A Quick Primer

Here are a few things that you should know before reading this document:

  • LLVM IR is not machine code, but sort of the step just above assembly. So some things look more like a high-level language (like functions and the strong typing). Other looks more like low-level assembly (e.g. branching, basic-blocks).
  • LLVM IR is strongly typed so expect to be told when you do something wrong.
  • LLVM IR does not differentiate between signed and unsigned integers.
  • LLVM IR assumes two’s complement signed integers so that say trunc works equally well on signed and unsigned integers.
  • Global symbols begin with an at sign (@).
  • Local symbols begin with a percent symbol (%).
  • All symbols must be declared or defined.
  • Don’t worry that the LLVM IR at times can seem somewhat lengthy when it comes to expressing something; the optimizer will ensure the output is well optimized and you’ll often see two or three LLVM IR instructions be coalesced into a single machine code instruction.
  • If in doubt, consult the Language Reference [1]. If there is a conflict between the Language Reference and this document, this document is wrong!
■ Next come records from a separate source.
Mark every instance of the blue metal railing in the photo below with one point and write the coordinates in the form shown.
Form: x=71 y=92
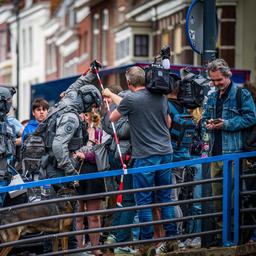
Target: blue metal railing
x=228 y=200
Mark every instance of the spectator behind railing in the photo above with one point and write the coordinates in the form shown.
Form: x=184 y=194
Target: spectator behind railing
x=249 y=167
x=225 y=121
x=88 y=165
x=149 y=121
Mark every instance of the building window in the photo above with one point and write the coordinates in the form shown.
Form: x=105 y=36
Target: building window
x=3 y=46
x=123 y=49
x=30 y=50
x=141 y=45
x=105 y=26
x=51 y=58
x=24 y=46
x=84 y=43
x=165 y=38
x=177 y=45
x=95 y=36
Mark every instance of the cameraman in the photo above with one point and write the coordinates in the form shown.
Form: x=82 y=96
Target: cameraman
x=149 y=122
x=225 y=121
x=7 y=140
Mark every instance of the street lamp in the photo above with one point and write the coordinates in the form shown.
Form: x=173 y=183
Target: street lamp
x=16 y=11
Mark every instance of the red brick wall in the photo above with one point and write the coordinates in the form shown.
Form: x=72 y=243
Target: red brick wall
x=84 y=26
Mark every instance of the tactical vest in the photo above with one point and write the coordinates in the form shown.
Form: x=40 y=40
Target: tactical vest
x=7 y=147
x=47 y=129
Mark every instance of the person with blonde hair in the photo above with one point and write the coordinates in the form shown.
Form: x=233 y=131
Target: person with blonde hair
x=88 y=165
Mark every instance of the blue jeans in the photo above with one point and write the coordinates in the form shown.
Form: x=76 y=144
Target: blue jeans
x=125 y=217
x=195 y=225
x=3 y=183
x=150 y=179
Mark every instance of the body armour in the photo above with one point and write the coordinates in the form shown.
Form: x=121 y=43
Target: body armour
x=7 y=147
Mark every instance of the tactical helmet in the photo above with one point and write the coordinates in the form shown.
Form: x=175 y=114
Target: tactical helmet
x=90 y=95
x=6 y=99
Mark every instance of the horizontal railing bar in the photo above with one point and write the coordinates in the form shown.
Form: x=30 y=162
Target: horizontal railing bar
x=207 y=160
x=248 y=192
x=105 y=194
x=98 y=230
x=100 y=212
x=248 y=227
x=245 y=176
x=244 y=210
x=154 y=241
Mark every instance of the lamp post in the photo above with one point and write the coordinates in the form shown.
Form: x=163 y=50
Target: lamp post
x=16 y=11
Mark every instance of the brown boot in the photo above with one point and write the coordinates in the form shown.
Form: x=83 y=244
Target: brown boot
x=166 y=247
x=146 y=250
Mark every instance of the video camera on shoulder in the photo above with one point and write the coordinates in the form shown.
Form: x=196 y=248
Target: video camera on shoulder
x=192 y=89
x=158 y=77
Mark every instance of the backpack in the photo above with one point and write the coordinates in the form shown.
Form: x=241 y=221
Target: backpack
x=32 y=150
x=159 y=80
x=248 y=134
x=192 y=91
x=182 y=129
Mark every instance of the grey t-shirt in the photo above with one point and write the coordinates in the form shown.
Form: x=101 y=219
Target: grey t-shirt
x=147 y=119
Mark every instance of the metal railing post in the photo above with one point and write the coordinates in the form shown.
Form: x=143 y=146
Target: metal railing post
x=236 y=199
x=226 y=203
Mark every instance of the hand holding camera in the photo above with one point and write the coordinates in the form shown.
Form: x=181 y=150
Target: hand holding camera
x=214 y=123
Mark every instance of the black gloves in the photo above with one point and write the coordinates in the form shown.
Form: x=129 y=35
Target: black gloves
x=96 y=64
x=165 y=52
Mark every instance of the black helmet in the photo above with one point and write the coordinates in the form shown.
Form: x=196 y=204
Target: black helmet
x=6 y=99
x=90 y=95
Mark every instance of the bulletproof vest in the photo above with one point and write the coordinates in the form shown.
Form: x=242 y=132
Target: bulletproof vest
x=48 y=130
x=7 y=146
x=7 y=140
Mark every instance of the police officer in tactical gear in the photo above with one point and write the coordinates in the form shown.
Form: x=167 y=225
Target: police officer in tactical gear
x=65 y=132
x=7 y=139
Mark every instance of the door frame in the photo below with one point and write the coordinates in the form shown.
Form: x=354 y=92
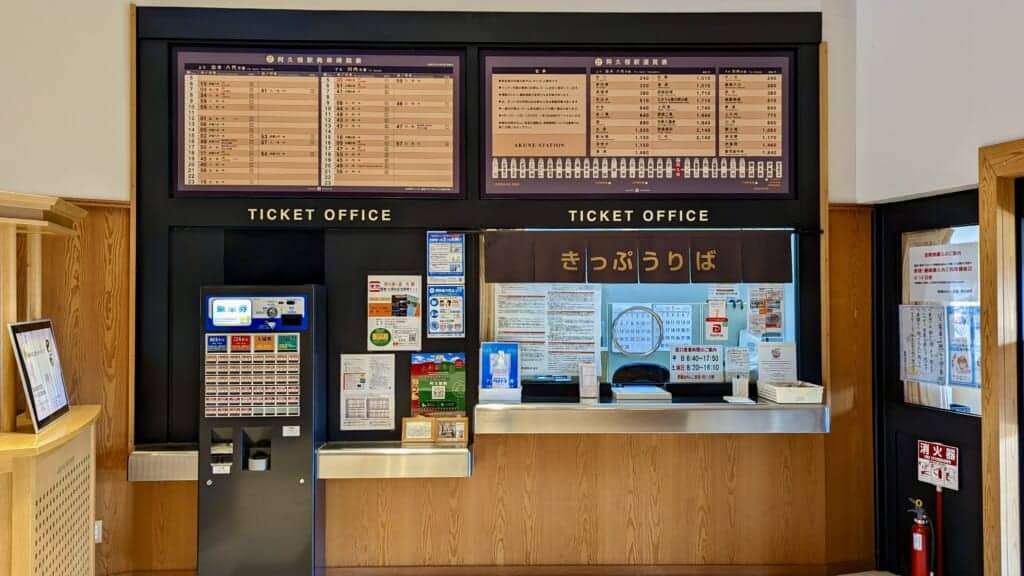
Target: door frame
x=998 y=167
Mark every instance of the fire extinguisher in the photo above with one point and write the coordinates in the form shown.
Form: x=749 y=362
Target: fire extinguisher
x=922 y=541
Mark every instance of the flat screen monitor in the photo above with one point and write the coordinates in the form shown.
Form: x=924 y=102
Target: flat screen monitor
x=650 y=124
x=39 y=364
x=292 y=122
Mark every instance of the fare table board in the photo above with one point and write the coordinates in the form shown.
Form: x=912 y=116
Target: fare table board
x=638 y=124
x=254 y=122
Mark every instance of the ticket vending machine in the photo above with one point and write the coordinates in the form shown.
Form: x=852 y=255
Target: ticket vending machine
x=261 y=419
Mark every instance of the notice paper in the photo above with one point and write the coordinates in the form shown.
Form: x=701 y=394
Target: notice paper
x=393 y=313
x=368 y=392
x=445 y=312
x=695 y=364
x=923 y=343
x=765 y=311
x=445 y=257
x=947 y=273
x=777 y=363
x=557 y=326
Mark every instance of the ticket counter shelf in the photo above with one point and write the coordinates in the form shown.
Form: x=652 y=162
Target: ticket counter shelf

Please file an issue on github then.
  • All LLVM IR examples are presented without a data layout and without a target triple. You can assume it’s usually x86 or x86_64.
  • The original version of this document was written a while ago, therefore some of the snippets of LLVM IR might not compile anymore with the most recent LLVM/clang version. Please file a bug report at github if you encounter such a case.

Some Useful LLVM Tools

The most important LLVM tools for use with this article are as follows:

Name Function Reads Writes Arguments
clang C Compiler .c .ll -emit-llvm -S
clang++ C++ Compiler .cpp .ll -emit-llvm -S
opt Optimizer .bc/.ll .bc  
llvm-dis Disassembler .bc .ll  
llc IR Compiler .ll .s  

While you are playing around with generating or writing LLVM IR, you may want to add the option -fsanitize=undefined to Clang/Clang++ insofar you use either of those. This option makes Clang/Clang++ insert run-time checks in places where it would normally output an ud2 instruction. This will likely save you some trouble if you happen to generate undefined LLVM IR. Please notice that this option only works for C and C++ compilers.

Note that you can use .ll or .bc files as input files for clang(++) and compile full executables from bitcode files.

[1]http://llvm.org/docs/LangRef.html